消えた登山家の遺書

ミステリー

#ジャンル:ミステリー
#トーン:緊張感のある
#登場人物:山岳救助隊

 北アルプスの山岳救助隊が、谷底で発見した遺体。それは、ベテラン登山家・坂本隆司のものだった。標高2,800メートル付近の急斜面で転落し、雪に埋もれた姿で発見された。通常の遭難事故かと思われたが、彼のザックの中から一冊のメモ帳が見つかった。

 そこには、震える筆跡でこう書かれていた。

 「俺は殺された」

 警察は事件の可能性を視野に入れ、捜査を開始。冬山登山に同行していた3人の登山仲間――村上、石田、そして西岡に事情聴取が行われた。

「最後に坂本さんを見たのは、山頂手前の休憩地点です。強風が吹き荒れていて、彼は『少し遅れる』と言ったんです。」
 最初に証言したのは、村上だった。

「僕らは先に小屋に向かいました。だけど、彼は戻ってこなかったんです。」

 次に証言したのは石田。彼は寒さに震えながら、目を伏せていた。

「もしかしたら、道に迷ったのかもしれません。でも……」

「でも?」刑事・村瀬が食い下がる。

「彼、最近妙なことを言ってました。『誰かに狙われてる気がする』って。」

 第三の登山者、西岡は険しい顔で口を開いた。

「馬鹿馬鹿しい。坂本さんは慎重な人だった。ただの不運な事故だ。」

 3人の証言はどこか食い違い、真実を隠しているように思えた。

 翌日、村瀬は坂本の遺書が書かれたメモ帳を分析した。そのページには、さらに気になる文章が続いていた。

 「あいつが、俺を谷へ突き落とした……!」

 だが、不自然な点があった。遺書が書かれたインクは、凍傷を起こすような寒さの中では凍結し、書けるはずがない。つまり、このメモは別の場所、あるいは誰かによって後から仕込まれた可能性がある。

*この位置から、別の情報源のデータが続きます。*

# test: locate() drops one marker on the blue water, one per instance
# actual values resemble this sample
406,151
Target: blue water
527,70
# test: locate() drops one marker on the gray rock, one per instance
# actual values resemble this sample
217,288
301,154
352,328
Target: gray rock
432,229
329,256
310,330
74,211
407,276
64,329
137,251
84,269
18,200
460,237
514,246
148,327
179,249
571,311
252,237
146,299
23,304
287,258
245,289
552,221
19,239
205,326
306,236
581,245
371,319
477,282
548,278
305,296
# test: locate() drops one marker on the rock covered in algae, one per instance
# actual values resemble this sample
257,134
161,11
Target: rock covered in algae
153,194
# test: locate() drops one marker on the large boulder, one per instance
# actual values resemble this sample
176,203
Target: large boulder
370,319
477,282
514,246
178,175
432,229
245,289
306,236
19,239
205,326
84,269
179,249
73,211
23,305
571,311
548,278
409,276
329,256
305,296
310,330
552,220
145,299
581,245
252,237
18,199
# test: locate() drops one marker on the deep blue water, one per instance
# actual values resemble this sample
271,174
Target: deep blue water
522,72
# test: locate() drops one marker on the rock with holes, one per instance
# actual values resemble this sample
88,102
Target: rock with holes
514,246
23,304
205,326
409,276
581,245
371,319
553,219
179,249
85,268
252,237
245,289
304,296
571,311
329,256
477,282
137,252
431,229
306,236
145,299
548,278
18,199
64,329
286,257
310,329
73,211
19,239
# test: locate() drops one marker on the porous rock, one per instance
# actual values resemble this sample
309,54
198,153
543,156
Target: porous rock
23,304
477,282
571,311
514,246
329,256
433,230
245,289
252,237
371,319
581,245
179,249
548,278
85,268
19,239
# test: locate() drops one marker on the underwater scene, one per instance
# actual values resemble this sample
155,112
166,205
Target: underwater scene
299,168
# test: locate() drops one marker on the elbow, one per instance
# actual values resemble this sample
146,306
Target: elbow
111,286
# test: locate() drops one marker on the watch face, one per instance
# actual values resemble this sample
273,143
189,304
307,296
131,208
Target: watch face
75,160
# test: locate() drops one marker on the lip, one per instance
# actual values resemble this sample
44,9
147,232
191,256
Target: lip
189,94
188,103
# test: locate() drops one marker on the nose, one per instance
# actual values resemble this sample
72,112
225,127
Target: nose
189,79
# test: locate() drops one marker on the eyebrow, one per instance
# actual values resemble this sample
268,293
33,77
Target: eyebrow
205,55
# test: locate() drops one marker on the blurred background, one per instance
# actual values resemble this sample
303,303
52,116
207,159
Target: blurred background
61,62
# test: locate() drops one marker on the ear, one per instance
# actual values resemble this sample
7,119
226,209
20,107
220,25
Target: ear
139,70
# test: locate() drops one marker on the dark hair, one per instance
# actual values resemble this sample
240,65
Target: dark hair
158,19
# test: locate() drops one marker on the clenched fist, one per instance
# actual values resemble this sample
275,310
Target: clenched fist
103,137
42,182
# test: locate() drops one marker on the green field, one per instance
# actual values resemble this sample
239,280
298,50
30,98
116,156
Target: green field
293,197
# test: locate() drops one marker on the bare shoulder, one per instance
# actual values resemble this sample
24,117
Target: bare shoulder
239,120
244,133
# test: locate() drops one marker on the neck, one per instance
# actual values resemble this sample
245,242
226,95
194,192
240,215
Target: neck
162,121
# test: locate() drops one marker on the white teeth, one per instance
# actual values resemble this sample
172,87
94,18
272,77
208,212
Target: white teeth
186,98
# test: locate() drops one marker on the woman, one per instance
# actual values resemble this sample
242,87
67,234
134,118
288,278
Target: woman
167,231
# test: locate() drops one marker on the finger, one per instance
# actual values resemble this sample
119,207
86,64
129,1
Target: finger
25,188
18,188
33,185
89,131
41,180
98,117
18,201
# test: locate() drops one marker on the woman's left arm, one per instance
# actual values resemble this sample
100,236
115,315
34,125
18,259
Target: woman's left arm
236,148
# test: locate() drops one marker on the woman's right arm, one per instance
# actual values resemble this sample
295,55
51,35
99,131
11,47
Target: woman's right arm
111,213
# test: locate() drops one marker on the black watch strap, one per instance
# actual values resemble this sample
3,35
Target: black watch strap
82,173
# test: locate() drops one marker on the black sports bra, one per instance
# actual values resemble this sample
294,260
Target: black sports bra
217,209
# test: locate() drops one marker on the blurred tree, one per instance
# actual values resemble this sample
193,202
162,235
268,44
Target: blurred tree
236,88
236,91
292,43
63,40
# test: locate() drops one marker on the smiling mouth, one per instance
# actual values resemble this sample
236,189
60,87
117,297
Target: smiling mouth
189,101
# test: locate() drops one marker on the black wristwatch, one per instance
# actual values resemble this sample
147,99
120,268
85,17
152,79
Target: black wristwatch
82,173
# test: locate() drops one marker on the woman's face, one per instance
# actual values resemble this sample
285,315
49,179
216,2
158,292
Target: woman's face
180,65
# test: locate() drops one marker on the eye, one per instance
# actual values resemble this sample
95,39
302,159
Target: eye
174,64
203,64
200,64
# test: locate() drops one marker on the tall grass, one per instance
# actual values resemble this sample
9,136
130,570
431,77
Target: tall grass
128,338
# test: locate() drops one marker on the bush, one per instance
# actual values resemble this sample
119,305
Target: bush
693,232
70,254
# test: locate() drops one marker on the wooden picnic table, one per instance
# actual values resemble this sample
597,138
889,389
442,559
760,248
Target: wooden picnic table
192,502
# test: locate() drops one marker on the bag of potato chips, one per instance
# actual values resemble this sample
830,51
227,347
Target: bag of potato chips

 村瀬は3人を再び呼び出し、質問を重ねた。そして、一つの事実を突き止めた。

 「メモを書いたのは、お前だな?」

 指を差されたのは、村上だった。彼は驚き、しばらく黙り込んだ後、観念したように口を開いた。

「俺は……殺してない! ただ、彼が落ちたあと、気づいたんだ。誰かが突き落としたんじゃないかって……でも、証拠がない。だから、あのメモを書いて警察に気づいてもらおうと……」

 つまり、坂本の死は本当に事故だった可能性もある。それでも、まだ腑に落ちない。

 そんなとき、天候が急変し、雪崩の危険が高まった。捜査は一時中断を余儀なくされたが、村瀬は最後の手段に出た。

 「西岡、あんたがやったんじゃないか?」

 西岡は一瞬、目を細めた。

「証拠は?」

「証拠はない。ただ、お前が一番冷静すぎる。しかも、坂本が『誰かに狙われている』と言った相手は、お前だったんじゃないか?」

 西岡はゆっくりと深呼吸し、やがて低く笑った。

「お前、鋭いな。……そうだ、俺がやった。」

 その瞬間、雪崩の轟音が響き渡った。

 警察隊が避難する中、西岡は雪煙の中に姿を消した。

 数日後、西岡の遺体が発見された。真相は闇の中となったが、登山家たちの間でこの事件は語り継がれた。

 「あの山では、未だに誰かの足跡が雪の中に残ることがあるらしい」

 そう、まるで、何かを告げるかのように――。